Lightner was known for his avid promotion of projects that he deemed would benefit Illmo.  When the town’s brick kiln seemed likely to go out of business in 1919, he helped form a stock company that bought the enterprise, erected a second kiln, hired a manager, and kept the furnaces fired for another decade.  Realizing that Illmo lacked a burial grounds, he and Rosa Lee donated the land for what is known even today as the Lightner  & St. Joseph Cemetery.

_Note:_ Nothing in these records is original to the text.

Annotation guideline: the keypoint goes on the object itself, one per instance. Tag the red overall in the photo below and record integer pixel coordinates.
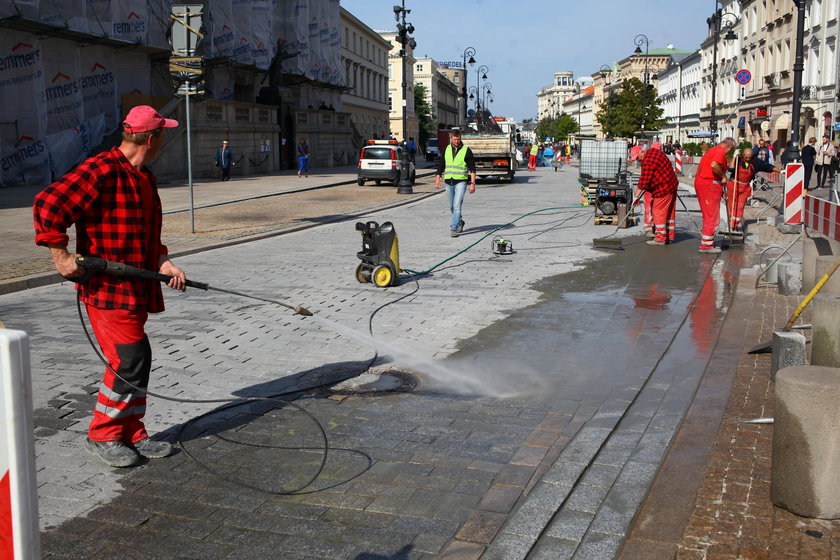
(709, 192)
(737, 193)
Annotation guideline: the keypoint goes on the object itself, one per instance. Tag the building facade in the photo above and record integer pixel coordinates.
(550, 99)
(442, 94)
(365, 56)
(680, 93)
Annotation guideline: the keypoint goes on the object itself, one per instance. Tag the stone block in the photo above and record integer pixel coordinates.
(790, 278)
(822, 266)
(806, 443)
(788, 351)
(825, 333)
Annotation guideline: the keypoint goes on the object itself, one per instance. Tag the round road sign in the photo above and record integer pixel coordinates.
(743, 77)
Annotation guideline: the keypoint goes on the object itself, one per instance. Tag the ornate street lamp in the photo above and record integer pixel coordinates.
(469, 51)
(404, 29)
(481, 73)
(638, 40)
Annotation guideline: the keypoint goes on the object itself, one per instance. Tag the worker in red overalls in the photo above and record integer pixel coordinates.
(708, 183)
(660, 182)
(739, 188)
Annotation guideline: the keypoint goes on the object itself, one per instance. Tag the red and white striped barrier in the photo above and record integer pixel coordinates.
(823, 216)
(19, 537)
(794, 192)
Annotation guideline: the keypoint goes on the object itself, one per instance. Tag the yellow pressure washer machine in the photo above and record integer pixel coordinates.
(380, 254)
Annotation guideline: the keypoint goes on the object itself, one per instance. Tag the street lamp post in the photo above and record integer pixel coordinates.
(792, 153)
(606, 72)
(717, 21)
(481, 73)
(403, 38)
(638, 40)
(469, 51)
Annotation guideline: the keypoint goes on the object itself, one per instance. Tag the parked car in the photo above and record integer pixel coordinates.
(382, 160)
(432, 149)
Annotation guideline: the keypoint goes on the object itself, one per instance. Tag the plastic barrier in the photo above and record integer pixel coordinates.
(794, 193)
(19, 537)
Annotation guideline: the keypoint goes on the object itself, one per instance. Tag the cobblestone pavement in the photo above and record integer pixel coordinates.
(549, 455)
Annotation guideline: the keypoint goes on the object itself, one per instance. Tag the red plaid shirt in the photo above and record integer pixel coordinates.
(658, 175)
(118, 217)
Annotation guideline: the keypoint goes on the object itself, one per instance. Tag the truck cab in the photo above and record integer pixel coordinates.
(382, 160)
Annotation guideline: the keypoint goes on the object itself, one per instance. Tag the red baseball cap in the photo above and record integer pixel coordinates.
(144, 118)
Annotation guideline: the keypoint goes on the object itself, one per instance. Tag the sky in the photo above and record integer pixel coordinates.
(524, 42)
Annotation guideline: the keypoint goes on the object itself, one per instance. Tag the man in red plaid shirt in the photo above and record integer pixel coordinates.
(113, 201)
(658, 179)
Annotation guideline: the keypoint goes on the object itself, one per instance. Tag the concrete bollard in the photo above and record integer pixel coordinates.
(812, 247)
(788, 351)
(806, 443)
(825, 333)
(790, 278)
(822, 265)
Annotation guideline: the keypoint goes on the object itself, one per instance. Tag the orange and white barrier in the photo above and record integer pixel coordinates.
(19, 537)
(822, 216)
(794, 193)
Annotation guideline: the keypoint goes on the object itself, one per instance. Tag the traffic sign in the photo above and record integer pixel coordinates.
(743, 77)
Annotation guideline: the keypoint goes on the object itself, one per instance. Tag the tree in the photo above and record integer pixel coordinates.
(634, 108)
(558, 128)
(423, 110)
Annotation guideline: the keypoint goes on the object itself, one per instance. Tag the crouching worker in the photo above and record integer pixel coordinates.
(112, 199)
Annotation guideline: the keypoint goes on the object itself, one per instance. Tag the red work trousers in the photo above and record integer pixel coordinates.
(664, 211)
(647, 198)
(737, 193)
(709, 193)
(119, 411)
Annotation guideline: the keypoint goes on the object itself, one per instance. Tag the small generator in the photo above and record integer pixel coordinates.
(380, 254)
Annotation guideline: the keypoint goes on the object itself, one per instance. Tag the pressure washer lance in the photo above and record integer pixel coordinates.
(95, 264)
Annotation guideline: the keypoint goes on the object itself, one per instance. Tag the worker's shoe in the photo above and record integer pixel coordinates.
(153, 449)
(112, 453)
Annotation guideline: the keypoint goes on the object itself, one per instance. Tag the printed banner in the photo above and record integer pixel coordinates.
(99, 84)
(220, 23)
(62, 93)
(242, 31)
(65, 13)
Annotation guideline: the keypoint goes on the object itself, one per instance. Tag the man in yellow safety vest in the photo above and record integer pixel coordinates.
(456, 165)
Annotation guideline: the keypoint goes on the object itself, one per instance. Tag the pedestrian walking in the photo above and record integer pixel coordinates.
(532, 157)
(303, 158)
(826, 153)
(739, 189)
(763, 152)
(659, 180)
(224, 160)
(112, 199)
(708, 183)
(809, 157)
(456, 165)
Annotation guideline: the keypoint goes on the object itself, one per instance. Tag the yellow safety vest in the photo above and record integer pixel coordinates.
(455, 167)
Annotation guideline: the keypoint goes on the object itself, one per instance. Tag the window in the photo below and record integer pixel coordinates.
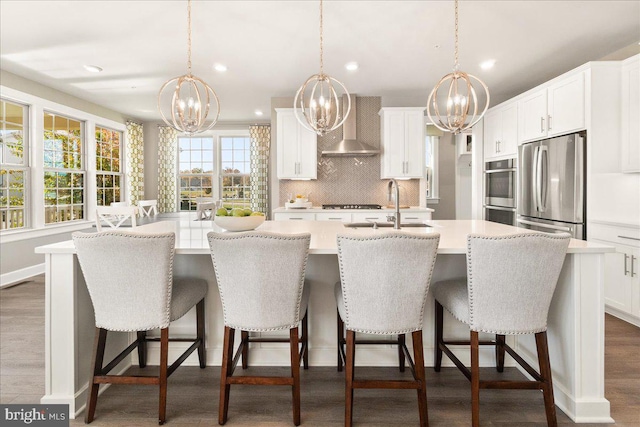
(63, 169)
(13, 165)
(108, 168)
(195, 170)
(235, 168)
(431, 162)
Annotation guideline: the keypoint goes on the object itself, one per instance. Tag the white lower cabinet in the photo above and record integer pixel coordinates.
(284, 216)
(333, 216)
(622, 271)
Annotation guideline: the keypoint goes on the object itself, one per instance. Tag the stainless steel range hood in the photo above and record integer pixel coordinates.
(350, 146)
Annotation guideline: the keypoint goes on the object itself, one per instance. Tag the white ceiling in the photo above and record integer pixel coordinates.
(271, 47)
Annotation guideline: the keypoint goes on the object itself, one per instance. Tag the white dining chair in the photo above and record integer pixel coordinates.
(124, 303)
(384, 281)
(115, 216)
(147, 208)
(269, 295)
(508, 289)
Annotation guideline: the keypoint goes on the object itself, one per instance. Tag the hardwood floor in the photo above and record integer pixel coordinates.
(193, 393)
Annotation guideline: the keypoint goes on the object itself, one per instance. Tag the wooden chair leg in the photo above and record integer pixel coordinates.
(340, 340)
(164, 359)
(98, 357)
(418, 355)
(500, 353)
(349, 375)
(295, 374)
(401, 344)
(545, 373)
(305, 340)
(200, 322)
(438, 337)
(244, 339)
(227, 361)
(142, 348)
(475, 381)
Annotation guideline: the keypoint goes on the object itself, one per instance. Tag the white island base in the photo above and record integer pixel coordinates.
(575, 334)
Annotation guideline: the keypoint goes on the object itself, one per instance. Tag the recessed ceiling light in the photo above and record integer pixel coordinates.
(93, 68)
(351, 66)
(488, 64)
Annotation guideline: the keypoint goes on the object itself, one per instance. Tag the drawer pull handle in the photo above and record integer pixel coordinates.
(626, 269)
(630, 238)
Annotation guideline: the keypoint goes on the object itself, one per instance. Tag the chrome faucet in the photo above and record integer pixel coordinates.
(396, 218)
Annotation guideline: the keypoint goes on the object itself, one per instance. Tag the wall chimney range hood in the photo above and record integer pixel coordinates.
(350, 146)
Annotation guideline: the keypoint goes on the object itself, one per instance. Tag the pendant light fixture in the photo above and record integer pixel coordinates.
(317, 105)
(184, 102)
(461, 97)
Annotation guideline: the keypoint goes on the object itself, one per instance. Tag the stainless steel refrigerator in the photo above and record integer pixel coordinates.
(551, 184)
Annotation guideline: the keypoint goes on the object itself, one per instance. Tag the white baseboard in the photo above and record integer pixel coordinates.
(17, 276)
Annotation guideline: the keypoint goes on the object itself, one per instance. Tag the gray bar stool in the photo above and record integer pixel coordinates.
(261, 281)
(508, 290)
(384, 281)
(131, 285)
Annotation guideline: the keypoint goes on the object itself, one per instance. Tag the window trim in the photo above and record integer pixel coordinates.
(37, 106)
(26, 166)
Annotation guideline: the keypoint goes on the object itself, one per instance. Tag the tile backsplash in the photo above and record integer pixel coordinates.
(343, 180)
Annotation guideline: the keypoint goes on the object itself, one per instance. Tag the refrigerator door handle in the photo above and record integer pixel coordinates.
(544, 176)
(542, 225)
(536, 193)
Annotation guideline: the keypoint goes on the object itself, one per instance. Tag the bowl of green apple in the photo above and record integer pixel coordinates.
(238, 219)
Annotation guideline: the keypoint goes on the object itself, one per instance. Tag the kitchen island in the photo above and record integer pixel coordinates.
(576, 318)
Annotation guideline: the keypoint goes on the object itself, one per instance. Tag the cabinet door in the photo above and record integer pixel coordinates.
(508, 146)
(492, 134)
(287, 144)
(393, 139)
(414, 144)
(566, 106)
(307, 153)
(533, 116)
(630, 112)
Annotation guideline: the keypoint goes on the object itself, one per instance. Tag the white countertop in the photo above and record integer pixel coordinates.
(318, 209)
(191, 235)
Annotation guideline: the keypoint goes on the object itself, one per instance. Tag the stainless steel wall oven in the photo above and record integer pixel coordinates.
(500, 181)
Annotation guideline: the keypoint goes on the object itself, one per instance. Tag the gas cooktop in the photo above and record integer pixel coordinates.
(352, 206)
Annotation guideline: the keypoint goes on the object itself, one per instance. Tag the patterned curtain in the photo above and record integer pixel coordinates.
(167, 178)
(259, 177)
(135, 162)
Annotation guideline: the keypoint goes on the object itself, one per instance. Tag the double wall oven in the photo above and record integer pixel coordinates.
(500, 181)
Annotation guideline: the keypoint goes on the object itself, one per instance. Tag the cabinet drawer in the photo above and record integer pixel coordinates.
(629, 236)
(344, 217)
(284, 216)
(370, 216)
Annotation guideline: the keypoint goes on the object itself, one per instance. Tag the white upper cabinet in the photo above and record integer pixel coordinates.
(630, 161)
(501, 132)
(296, 147)
(403, 141)
(555, 110)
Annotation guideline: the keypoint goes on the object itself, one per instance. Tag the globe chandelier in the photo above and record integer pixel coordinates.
(458, 111)
(317, 105)
(184, 102)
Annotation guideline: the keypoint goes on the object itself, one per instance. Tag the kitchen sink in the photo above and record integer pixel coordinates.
(383, 224)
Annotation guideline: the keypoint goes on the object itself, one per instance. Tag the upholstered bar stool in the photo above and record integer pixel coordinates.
(261, 281)
(508, 290)
(122, 302)
(384, 281)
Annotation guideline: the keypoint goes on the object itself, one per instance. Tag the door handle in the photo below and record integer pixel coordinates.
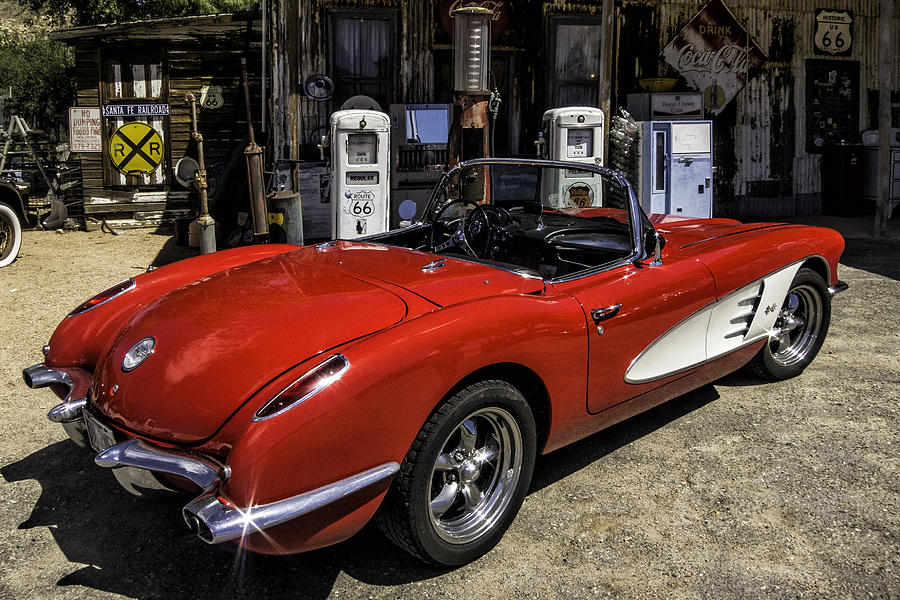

Despite the best efforts of Lightner and his colleagues at building Illmo into a thriving city, its longterm fate was firmly tied to the railroad industry.  Although it continued to grow into the mid-1920s, the town stagnated after the Missouri Pacific Road pulled out of space it leased in the terminal. In 1980, by a vote of residents, after 75 years Illmo, the  town Cap’ Lightner helped create, ceased to exist. It now is a neighborhood of Scott City, Missouri.


When that occurred the showboat captain come ashore had been dead almost 50 years.  An inveterate cigar smoker,  Lightner developed cancer of the tongue and throat.  It proved incurable and he died in September 1931 at the age of 68 years, eight months and one day.  He was buried in the cemetery that bears his name.  Rosa Lee would join him there 18 months later.  Their joint gravestone proclaims Cap’ Lightner “Founder of Illmo.” 

 Note:  This vignette was occasioned by seeing Lightner’s whiskey jug, deciding to do some research, and finding that in addition to being in the whiskey trade he earlier had been captain of a showboat and later founded a town.  A hint on the Internet indicated that a photo of Lightner (with his cigar) existed.  As a result, I called the Scott City Library where Librarian Joyce Luten with assists from other staff was very helpful in locating  and sending the image that opens this post.  My sincere thanks go to Joyce and everyone else involved.